Sport wird beim Abneh­men über­schätzt und beim Gewicht hal­ten unter­schätzt. – Dr. med. Har­dy Wal­le, Ernäh­rungs­me­di­zi­ner und Fach­arzt für Inne­re Medizin
Es sollte auf jeden Fall vermieden werden, Tabletten oder ähnliches zu konsumieren, um Bauchfett loszuwerden. Entsprechende Mittel sind in der Regel nicht sehr effektiv und schaden dem Körper eher als ihm zu helfen.

Bauchfett loswerden mit einer Kombination aus Kraft- und Ausdauertraining geht rasch, wenn man es mit einer gesunden Ernährung paart.
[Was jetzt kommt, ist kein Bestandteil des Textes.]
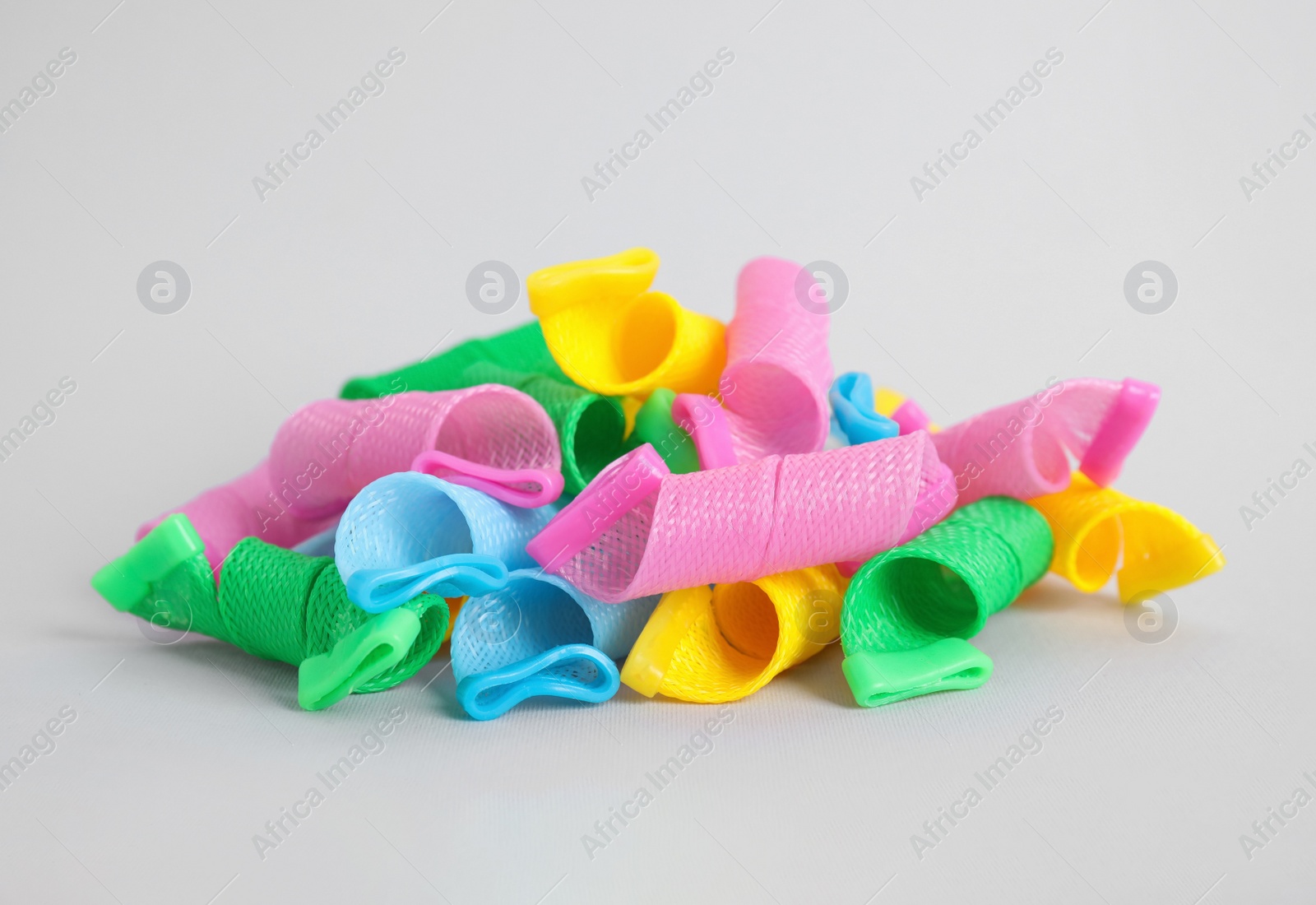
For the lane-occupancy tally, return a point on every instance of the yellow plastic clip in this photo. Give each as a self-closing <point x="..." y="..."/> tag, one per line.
<point x="614" y="337"/>
<point x="1162" y="549"/>
<point x="721" y="643"/>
Dies erspart eine OP, um das überschüssige Fett zu reduzieren, und es können gefährliche Folgeerkrankungen vermieden werden. Eine OP ersetzt auch nicht eine gezielte Diät, da sich auf diese Weise nicht das Fett, das sich in den Organen einlagert reduziert werden kann. Der Effekt ist nur äußerlich, wesentlich nachhaltiger ist abnehmen mit Hilfe von vernünftigen proteinlastigen Mahlzeiten in Kombination mit einem abwechslungsreichen Training. Gezielte Übungen verbrennen nachhaltig Fett und reduzieren den Bauchumfang beziehungsweise den Taillenumfang.